February 8, 2024
PHNOM PENH – The Agricultural and Rural Development Bank (ARDB) has earmarked approximately $100 million for the government’s special financing programme aimed at stabilising agricultural commodity prices during this year’s harvest season.
Kao Thach, CEO of ARDB, told The Post on February 7 about an internal meeting he led on February 5 focused on the initiative, which will also serve to enhance production and market accessibility.
“The [programme] … represents a key government intervention to stabilise the prices of agricultural commodities. Specifically for the rice sector, the effort aims to support potential rice millers or exporters by providing working capital financing. The assistance enables them to purchase rice from farmers, thereby contributing to … price stability and enhancing Cambodia’s food security and export potential,” he explained.
“The fund is allocated for the current year… and is designated for disbursement in the event of price fluctuations during the harvest season. As of now, we have not yet distributed any funds,” he added.

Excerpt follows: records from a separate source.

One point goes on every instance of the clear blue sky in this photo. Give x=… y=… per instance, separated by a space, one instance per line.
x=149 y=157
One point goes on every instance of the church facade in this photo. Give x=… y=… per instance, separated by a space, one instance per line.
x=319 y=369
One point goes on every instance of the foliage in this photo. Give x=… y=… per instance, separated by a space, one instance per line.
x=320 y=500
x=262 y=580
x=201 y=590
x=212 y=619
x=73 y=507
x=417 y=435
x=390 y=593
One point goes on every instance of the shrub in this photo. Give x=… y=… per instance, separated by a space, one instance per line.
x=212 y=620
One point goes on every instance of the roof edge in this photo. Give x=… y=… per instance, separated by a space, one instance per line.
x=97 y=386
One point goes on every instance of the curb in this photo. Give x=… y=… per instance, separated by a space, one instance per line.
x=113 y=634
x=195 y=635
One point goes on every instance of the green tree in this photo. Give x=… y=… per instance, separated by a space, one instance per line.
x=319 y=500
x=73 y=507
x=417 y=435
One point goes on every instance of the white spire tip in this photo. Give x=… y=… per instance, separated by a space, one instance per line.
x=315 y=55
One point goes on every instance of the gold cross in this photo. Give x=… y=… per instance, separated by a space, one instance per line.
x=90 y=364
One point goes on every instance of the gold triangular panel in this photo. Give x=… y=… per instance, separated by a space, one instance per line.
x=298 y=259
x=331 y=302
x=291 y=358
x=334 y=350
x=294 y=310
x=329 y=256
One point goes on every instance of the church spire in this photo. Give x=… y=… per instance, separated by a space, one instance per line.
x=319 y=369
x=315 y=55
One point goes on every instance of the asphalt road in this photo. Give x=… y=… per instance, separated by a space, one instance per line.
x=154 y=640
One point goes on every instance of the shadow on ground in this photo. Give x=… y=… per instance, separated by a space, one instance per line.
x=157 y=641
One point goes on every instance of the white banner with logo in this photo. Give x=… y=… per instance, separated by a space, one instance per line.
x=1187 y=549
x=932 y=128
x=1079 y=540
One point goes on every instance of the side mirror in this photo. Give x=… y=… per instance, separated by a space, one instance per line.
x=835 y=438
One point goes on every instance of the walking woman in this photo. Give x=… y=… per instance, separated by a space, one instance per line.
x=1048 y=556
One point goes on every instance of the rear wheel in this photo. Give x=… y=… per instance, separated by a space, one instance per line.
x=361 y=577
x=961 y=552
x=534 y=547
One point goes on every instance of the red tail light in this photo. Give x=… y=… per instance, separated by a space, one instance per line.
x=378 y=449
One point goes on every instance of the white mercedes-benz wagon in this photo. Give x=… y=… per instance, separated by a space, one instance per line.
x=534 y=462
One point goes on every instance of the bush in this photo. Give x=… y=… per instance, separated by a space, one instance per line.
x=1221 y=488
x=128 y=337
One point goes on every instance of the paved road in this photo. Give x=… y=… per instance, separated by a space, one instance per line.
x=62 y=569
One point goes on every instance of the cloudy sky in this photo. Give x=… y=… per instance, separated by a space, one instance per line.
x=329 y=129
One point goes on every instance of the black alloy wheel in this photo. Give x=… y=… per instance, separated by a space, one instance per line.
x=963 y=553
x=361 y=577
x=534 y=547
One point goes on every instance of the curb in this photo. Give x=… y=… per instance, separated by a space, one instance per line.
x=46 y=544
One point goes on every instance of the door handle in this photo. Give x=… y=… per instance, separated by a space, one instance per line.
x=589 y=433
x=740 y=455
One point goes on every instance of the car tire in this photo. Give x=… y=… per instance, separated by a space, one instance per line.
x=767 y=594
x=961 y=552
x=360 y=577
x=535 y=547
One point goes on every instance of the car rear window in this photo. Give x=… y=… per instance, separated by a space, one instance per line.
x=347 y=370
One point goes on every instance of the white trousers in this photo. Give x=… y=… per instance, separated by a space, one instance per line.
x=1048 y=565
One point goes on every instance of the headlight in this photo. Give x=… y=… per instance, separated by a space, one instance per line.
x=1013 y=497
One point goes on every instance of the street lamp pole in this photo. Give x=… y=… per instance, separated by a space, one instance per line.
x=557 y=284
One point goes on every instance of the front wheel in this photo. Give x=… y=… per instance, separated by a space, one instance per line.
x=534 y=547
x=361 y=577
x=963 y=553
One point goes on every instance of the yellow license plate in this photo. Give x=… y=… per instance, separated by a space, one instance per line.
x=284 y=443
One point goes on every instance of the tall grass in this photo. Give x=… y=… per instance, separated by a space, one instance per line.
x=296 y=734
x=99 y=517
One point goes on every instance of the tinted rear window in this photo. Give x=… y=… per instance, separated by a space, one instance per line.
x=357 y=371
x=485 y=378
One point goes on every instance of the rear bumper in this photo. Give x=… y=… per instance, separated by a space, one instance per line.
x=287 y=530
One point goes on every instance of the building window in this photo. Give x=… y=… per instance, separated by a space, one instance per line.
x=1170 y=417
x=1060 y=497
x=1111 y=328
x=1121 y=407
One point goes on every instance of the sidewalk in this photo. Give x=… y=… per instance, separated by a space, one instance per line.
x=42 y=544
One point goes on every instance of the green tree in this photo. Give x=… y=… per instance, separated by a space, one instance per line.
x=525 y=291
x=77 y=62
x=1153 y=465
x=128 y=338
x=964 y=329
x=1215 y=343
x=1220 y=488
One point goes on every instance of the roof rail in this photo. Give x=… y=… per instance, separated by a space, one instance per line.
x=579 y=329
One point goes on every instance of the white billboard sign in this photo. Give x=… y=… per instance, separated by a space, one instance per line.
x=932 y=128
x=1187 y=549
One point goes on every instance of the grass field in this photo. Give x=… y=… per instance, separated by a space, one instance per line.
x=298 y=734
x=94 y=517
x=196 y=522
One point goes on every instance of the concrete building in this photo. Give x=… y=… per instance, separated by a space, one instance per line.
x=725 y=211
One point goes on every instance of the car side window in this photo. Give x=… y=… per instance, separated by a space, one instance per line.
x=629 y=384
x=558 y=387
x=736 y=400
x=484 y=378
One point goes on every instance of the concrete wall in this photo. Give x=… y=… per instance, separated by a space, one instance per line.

Song Saran, CEO of Amru Rice (Cambodia) Co Ltd, expressed confidence that the programme would enable exporters to increase their purchases, facilitating milling for export and also allowing for stockpiling.
“The government consistently focuses on advancing the rice sector. Historically, we have grappled with a capital shortfall for purchasing farmers’ paddy rice, leading to bottlenecks and price drops. The private sector has repeatedly collaborated with the Ministry of Agriculture, Forestry and Fisheries to support the farmers,” he said.
“The forthcoming capital release from the government will not only boost the sector but also play a crucial role in maintaining price stability for the populace,” he added.
Ky Sereyvath, an economics researcher at the Royal Academy of Cambodia, highlighted the vulnerability of farmers and noted their struggles with market access and the relative scarcity of domestic financing in the sector.
“The special government fund will be instrumental in managing price fluctuations during the harvest season, a period typically marked by price drops. I believe the fund will be crucial in stabilising prices for our farmers,” he said.
On January 25, the Ministry of Commerce conducted an internal meeting to plan the establishment of wholesale markets nationwide, in an initiative aimed at normalising prices and expanding market opportunities for farmers, who are particularly susceptible to price manipulation by brokers.
The country’s agricultural exports slightly declined by 1.9% in 2023 compared to 2022, totalling over 8.449 million tonnes. The exports generated more than $4.306 billion, with milled rice shipments valued at over $567 million, unmilled at $939 million and other agricultural products amounting to over $2.799 billion, as reported by the agriculture ministry.
The ministry’s report detailed a wide range of agricultural products classified under the “other” category.
This included 1.2 million tonnes of dried cassava chips, 1.9 million of fresh cassava, over 36,000 of cassava flour, more than 74,000 of cassava waste and upwards of 420,000 of cashew nuts.
The report also highlighted exports of over 71,000 tonnes of corn, more than 28,000 of catjang seeds and over 54,000 of soybean seeds.
Fruit exports encompassed nearly 290,000 tonnes of fresh bananas, over 160,000 of fresh mangoes, more than 27,000 of dried mango and over 17,000 of fresh longans.
The country also exported over 79,000 tonnes of palm oil, in excess of 6,000 of pepper and over 220 of assorted vegetables, as well as nearly 540,000 tonnes across 100 other agricultural products.
“In 2023, farmers cultivated 554,210ha of dry-season rice, approximately 111.25% of the planned 498,170ha. To support this, we implemented emergency rescue measures to encourage production, cultivation and animal rearing, which were actively embraced by farmers,” stated the ministry.